Of course, there’s Peter Singer talking about the ethics of eating and the moral responsibility to eat locally, and those in rural sociology who became concerned with responsible agriculture and modern food production, and then GM.

Still there are a number of issues that those food ethicists and those in related fields have left unaddressed.

In this day and age, whether you decide to labor over a hot stove or drive thru is a political decision about not only food itself but about society and culture. And soon going to the grocery store won’t only provide you with choices of buying lean or ultra-lean beef, but instead grass-fed, regular, or cloned beef. Not only can you get your vegetables organic or in a can, but also you can get them GMO-style grown with nutriceuticals to give you extra calcium in your potatoes or omega-3s in your green beans.

But even when this is possible, what will it mean for us ethically? Does the choice not to buy these engineered meats and vegetables mean that we are abdicating our responsibility to be healthy? If these foods are reasonably priced and are available, everyone should eat them. There is no difference between eating these foods and taking a daily multivitamin and arguably one can forget to take a vitamin whereas you aren’t likely to forget to eat.

Another part of these new food ethics culture is the responsibility to know what you are eating. If cloned beef or new foods can have the staying power to be shipped half way around the world, you have a responsibility to know so. In a new global food market, it will be the moral responsibility of the consumer to be aware of agricultural practices in China or Brazil and if you don’t want to eat those foods, then don’t.

The last, and perhaps most important part of food ethics for the 21st century, will be taming the obesity beast. This epidemic is the moral responsibility of everyone to help get waistlines, portion sizes and caloric intakes under control. Perhaps newly engineered foods will be the ticket, like the fat-burning waffles I wrote about a few weeks ago, but that can only be a part. Food ethics will have to change restaurant chains, groceries, and most importantly, the minds of consumers, if we are ever to change the trend of ever increasing weight.

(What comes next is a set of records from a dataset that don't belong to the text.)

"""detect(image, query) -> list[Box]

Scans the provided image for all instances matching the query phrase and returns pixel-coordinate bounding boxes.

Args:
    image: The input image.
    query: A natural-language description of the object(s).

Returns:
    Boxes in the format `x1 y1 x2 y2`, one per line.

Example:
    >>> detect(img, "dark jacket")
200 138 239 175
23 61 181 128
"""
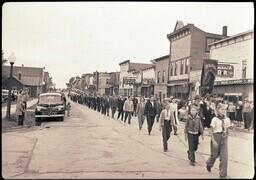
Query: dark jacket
117 99 124 111
144 101 157 116
184 115 204 135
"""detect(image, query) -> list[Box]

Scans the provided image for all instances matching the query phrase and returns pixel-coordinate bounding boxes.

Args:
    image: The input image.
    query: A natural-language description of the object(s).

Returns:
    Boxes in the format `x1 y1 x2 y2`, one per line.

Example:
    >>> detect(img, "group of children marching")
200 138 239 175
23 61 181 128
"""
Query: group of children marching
66 95 231 178
160 101 231 178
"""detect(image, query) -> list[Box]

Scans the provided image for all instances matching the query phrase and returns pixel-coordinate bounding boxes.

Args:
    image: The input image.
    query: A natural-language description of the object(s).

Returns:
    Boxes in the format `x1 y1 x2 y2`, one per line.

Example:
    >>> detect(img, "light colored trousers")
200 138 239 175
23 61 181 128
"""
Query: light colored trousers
206 133 228 177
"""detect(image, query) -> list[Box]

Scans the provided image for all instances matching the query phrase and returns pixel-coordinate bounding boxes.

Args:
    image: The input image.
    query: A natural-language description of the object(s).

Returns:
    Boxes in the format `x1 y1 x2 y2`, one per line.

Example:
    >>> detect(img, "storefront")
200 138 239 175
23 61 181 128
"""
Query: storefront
141 84 154 98
213 79 254 102
167 81 189 100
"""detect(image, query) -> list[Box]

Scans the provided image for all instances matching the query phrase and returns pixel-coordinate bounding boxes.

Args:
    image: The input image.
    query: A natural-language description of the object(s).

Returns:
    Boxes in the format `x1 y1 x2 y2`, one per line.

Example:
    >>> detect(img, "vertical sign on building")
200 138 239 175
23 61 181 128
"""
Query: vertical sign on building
200 59 218 97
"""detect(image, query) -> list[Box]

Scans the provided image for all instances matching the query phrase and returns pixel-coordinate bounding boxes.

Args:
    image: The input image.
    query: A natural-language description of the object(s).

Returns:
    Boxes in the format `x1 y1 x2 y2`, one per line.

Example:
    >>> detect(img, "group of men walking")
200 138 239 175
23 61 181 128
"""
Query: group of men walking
16 89 29 126
68 93 179 135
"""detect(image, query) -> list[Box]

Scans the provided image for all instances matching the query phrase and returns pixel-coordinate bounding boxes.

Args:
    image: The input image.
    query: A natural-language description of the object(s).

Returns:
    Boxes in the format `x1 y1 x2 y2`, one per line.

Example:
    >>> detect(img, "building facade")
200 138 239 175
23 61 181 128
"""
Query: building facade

This is a practical, real food ethics for the 21st century.The kind of food ethics I am proposing is not the ethics of the sustainable agriculture crowd or those who oppose GM. Nor can food ethics be just the morality of eating anymore. It’s about places, ways, and things we eat and why, but more than that. Food ethics is about where our food comes from, who makes it, why it’s made and to what end. The answers to these questions are what food ethics demands of us for a better, healthier, more fruitful nation.